Monday, Jul. 08, 1974
No profession finds self-analysis easy. This is particularly true of journalism, whose practitioners regularly evaluate the performance of others. We have been scrutinizing our colleagues--and sometimes ourselves--in our Press section since our first issue in 1923. This week in our cover story, we undertake the admittedly difficult task of examining the role of the press in the Watergate affair, a topic that arouses considerable passion among readers as well as journalists. In an accompanying Essay, we further consider the moral problems faced by the press, its future tasks and its role in the American system. It is a subject about which TIME, as a participant, can scarcely claim neutrality. But with the help of TIME correspondents across the U.S., who reported their own assessments as well as the views of editors, news executives and fellow reporters, we have attempted a serious and dispassionate accounting of both the shortcomings and the accomplishments of our craft.
The senior editor of the Press section, Laurence I. Barrett, put aside his editing pencil to write the cover story, his 26th since joining TIME in 1965. For him, it represents a return to his earliest professional concerns. After graduation from New York University and the Columbia School of Journalism, Barrett went to the New York Herald Tribune as a political reporter in 1958. He wrote a weekly column on New York's city hall (accumulating grist for his 1965 novel, The Mayor of New York), then moved to Washington to cover the Pentagon and national politics. When the Trib, with Barrett on the story, was among the few papers to expose the Billie Sol Estes scandal, President Kennedy angrily canceled his subscription. He felt that the Herald Tribune, a Republican paper, was giving undue coverage to a Democratic scandal. "Covering public affairs at all levels," recalls Barrett, "I saw myself as kind of an honest cop trying to keep public officials straight. Now I'm trying to do this with my own kind in the cover story, and it poses certain conceptual difficulties. You almost have to step outside yourself."

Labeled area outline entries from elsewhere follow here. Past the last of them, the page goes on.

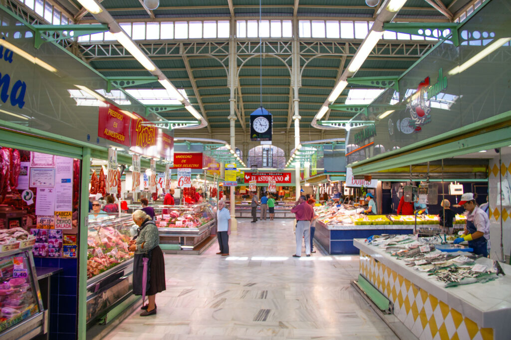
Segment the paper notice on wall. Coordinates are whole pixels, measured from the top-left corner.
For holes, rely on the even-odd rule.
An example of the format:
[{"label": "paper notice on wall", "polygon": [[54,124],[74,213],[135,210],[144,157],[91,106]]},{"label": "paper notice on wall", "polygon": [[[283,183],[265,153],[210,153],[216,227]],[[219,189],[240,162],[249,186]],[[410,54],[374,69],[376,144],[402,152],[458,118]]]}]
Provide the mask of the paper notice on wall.
[{"label": "paper notice on wall", "polygon": [[19,165],[20,170],[18,177],[18,186],[16,188],[26,190],[29,188],[30,180],[30,162],[21,162]]},{"label": "paper notice on wall", "polygon": [[53,215],[55,213],[54,188],[37,188],[35,199],[36,215]]},{"label": "paper notice on wall", "polygon": [[55,206],[57,211],[73,210],[73,158],[57,156],[55,173]]}]

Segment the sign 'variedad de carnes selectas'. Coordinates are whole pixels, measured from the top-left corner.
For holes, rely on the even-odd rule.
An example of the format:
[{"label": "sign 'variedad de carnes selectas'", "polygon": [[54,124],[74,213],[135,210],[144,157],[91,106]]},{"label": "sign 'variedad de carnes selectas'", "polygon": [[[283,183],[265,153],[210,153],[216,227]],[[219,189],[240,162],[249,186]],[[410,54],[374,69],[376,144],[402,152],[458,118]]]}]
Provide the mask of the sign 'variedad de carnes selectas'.
[{"label": "sign 'variedad de carnes selectas'", "polygon": [[290,173],[245,173],[245,183],[256,180],[258,183],[267,184],[270,180],[275,183],[291,183]]}]

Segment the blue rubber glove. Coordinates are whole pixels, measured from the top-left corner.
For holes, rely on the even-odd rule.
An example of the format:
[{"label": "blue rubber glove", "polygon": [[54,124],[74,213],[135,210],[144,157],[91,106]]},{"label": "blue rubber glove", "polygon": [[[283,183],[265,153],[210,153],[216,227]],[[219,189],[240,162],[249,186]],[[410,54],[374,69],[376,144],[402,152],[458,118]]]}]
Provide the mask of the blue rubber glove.
[{"label": "blue rubber glove", "polygon": [[454,241],[453,242],[453,243],[455,245],[457,245],[458,243],[461,243],[465,239],[463,238],[463,237],[458,237],[457,238],[454,240]]}]

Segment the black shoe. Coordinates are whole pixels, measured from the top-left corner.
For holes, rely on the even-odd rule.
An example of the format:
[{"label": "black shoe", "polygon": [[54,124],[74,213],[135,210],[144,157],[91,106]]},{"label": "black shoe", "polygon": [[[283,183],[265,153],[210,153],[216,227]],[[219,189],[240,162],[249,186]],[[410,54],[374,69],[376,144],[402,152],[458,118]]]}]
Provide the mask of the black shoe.
[{"label": "black shoe", "polygon": [[144,310],[143,312],[140,313],[141,317],[149,317],[150,315],[154,315],[156,313],[156,307],[152,310],[147,311],[147,310]]},{"label": "black shoe", "polygon": [[[141,307],[140,309],[143,309],[144,310],[147,310],[147,308],[149,306],[149,304],[148,303],[147,305],[144,305],[144,306],[142,306],[142,307]],[[156,304],[155,303],[154,304],[154,308],[156,308]]]}]

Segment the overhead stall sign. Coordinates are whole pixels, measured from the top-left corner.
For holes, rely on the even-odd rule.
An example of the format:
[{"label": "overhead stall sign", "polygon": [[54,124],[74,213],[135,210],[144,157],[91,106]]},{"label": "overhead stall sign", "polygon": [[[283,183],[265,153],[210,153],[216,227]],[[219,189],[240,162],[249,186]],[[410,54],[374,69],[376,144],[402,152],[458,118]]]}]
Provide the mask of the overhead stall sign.
[{"label": "overhead stall sign", "polygon": [[98,135],[105,139],[130,146],[129,124],[131,118],[118,107],[111,104],[99,107]]},{"label": "overhead stall sign", "polygon": [[245,173],[245,183],[256,181],[258,184],[266,184],[270,180],[275,183],[291,183],[289,173]]}]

The story presented a different sort of problem for Gail Eisen, who spent several weeks sifting through mountains of Watergate reportage. She was especially interested in locating White House denials of specific Watergate stories and then ascertaining whether the stories or the denials had been correct. "It was often frustrating," she says, "but having begun digging on any one of them, I couldn't give up. It turned out that the press had committed precious few errors."